Il savait qu’il devait partir. Au loin, on entendait les sirènes, mais ce qui l’inquiétait le plus, c’était l’odeur âcre qui se glissait déjà dans la maison. Il a ouvert le sac et y a jeté tout ce qui lui passait par la main : des vêtements, un dictionnaire, deux paires de chaussures, la vieille radio, une pile de livres qu’il n’avait pas lus, des dossiers, une lampe de chevet, un pot de confiture entamé, un cadre photo, un jeu d’échecs, une serviette de toilette, trois carnets, des couverts, une veste d’hiver, une boîte à outils. Il a essayé de le soulever. Impossible. Il l’a ouvert, a enlevé la moitié : la lampe, les livres, la veste, le dictionnaire. Puis encore un peu : le jeu d’échecs, le cadre photo. Il restait pourtant un sac énorme, boursouflé, lourd comme si chaque objet, même le plus petit, pesait plus qu’il ne devrait. Il l’a passé sur son épaule, vacillant sous le poids. Et il est sorti.

Le sac pesait toujours, malgré tout ce qu’il avait retiré. Dans le camion qui les emportait, il l’avait posé à ses pieds. Autour de lui, les autres n’avaient presque rien : un petit sac, une couverture, parfois juste un manteau. Lui fixait son sac gonflé, encombrant, et sentait qu’il trahissait quelque chose qu’il n’arrivait pas à nommer.

Il est arrivé à la frontière un peu avant cinq heures. Le goudron, du côté où il se tenait, avait été réparé par plaques irrégulières, plus sombres que le reste. Une mouche tournait autour de sa main. L’air sentait le plastique chauffé.

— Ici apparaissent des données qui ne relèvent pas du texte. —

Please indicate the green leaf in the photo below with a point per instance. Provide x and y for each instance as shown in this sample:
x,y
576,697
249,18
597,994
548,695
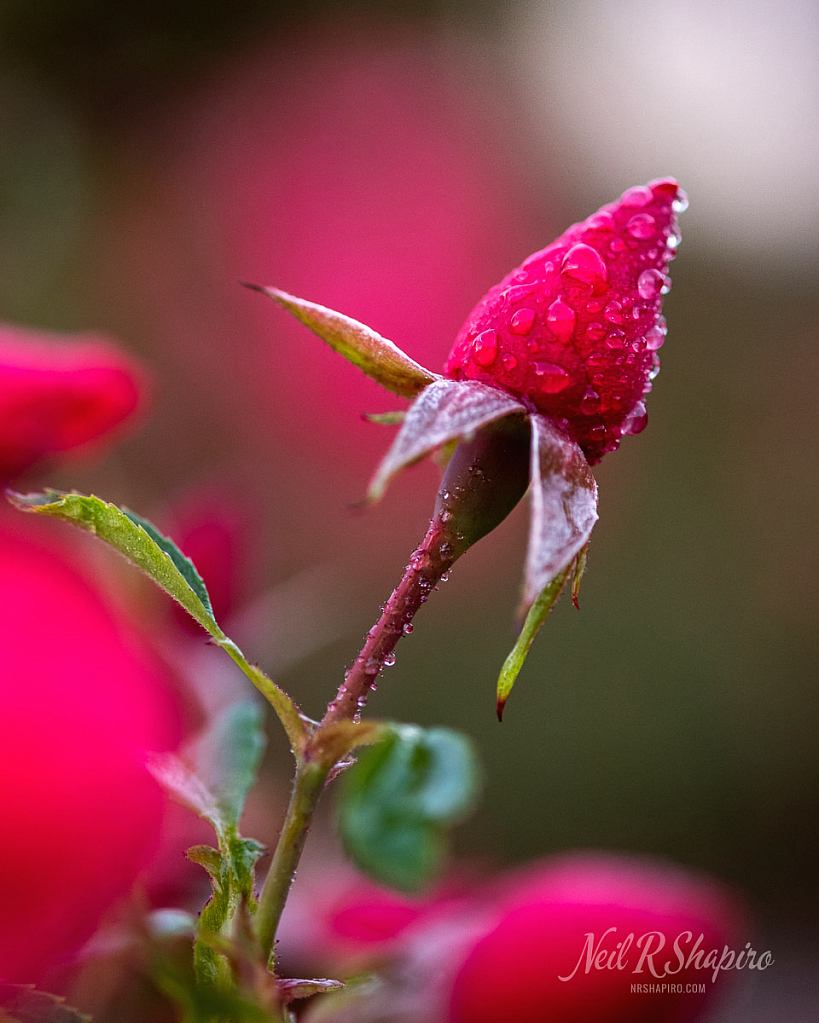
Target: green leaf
x,y
385,418
379,358
160,559
214,774
21,1004
536,617
186,567
399,800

Le garde n’a pas levé la tête, il a juste dit : Vous pouvez passer, mais pas avec ça.
Le sac pesait lourd sur son épaule gauche. Il l’a posé. La fermeture éclair grinçait. À l’intérieur, il y avait un pull en laine rêche, roulé trop serré, un paquet de biscuits mous, une photo dont le coin s’était replié, et une paire de chaussures d’enfant, lacets noués ensemble. Sous le tissu, un bruit sec, comme une pièce de métal qui cogne. De l’autre côté, on voyait un pan de colline, couvert d’herbe courte. Un oiseau a traversé le ciel, bas. Il a refermé le sac. On attendait derrière lui. Il a bougé le sac d’un pied, l’écartant un peu du passage. Et puis il a avancé, une main dans la poche, sans se retourner.